State-owned non-financial companies made combined profits of 2.48 trillion yuan (264 billion pounds) in 2014, up 3.4 percent from the previous year, the Ministry of Finance said on its website.
Combined profits rose an annual 5.9 percent in 2013.
The latest figures also implied a slowdown in profit growth in December. Profits of state firms rose 4.5 percent in the January-November period from a year earlier and 6.1 percent in the first 10 months.
The slowdown mirrored a dip in China’s GDP, which grew at 7.4 percent in 2014, the weakest in 24 years, slipping from 7.7 percent in 2013, as property prices cooled and companies and local governments struggled under heavy debt burdens.
China’s central bank cut interest rates unexpectedly in November, stepping up efforts to support the world’s second-biggest economy as it heads towards its slowest expansion in nearly a quarter of a century.
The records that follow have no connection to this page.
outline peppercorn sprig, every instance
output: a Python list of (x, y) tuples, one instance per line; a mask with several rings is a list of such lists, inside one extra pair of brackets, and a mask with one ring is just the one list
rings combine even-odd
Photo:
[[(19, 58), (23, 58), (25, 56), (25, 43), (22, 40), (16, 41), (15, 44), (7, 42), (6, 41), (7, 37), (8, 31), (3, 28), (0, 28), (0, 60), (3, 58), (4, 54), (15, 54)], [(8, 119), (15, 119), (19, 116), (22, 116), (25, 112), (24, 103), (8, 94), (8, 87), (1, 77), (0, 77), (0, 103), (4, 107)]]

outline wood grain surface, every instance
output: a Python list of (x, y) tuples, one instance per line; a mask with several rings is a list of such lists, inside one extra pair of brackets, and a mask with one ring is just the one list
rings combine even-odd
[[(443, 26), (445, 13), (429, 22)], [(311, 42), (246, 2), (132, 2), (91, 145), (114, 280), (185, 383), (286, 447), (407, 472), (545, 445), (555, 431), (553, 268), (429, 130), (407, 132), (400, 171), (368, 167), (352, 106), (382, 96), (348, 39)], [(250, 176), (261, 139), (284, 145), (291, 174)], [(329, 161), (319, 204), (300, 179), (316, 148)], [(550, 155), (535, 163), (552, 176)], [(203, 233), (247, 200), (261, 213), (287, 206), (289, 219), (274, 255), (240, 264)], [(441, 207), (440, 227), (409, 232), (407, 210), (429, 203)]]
Manufacturers are struggling to cope with persistent factory-gate deflation, which has eroded profitability as borrowing costs stay elevated.
Profits of firms owned by the central government rose 3.6 percent last year, while companies owned by local governments reported a 2.8 percent rise in profits, the ministry said.
Companies in the coal, chemical and petrochemical sectors reported profit declines in 2014, while the automobile, pharmaceuticals, commercial and trading sectors saw profits rise, it said.
Total assets of state firms rose 12.1 percent to 102.1 trillion yuan last year, while total liabilities increased 12.2 percent to 66.56 trillion yuan, it added.
The Chinese government is undertaking a series of reforms aimed at improving the efficiency, competitiveness and transparency of its state-owned industry.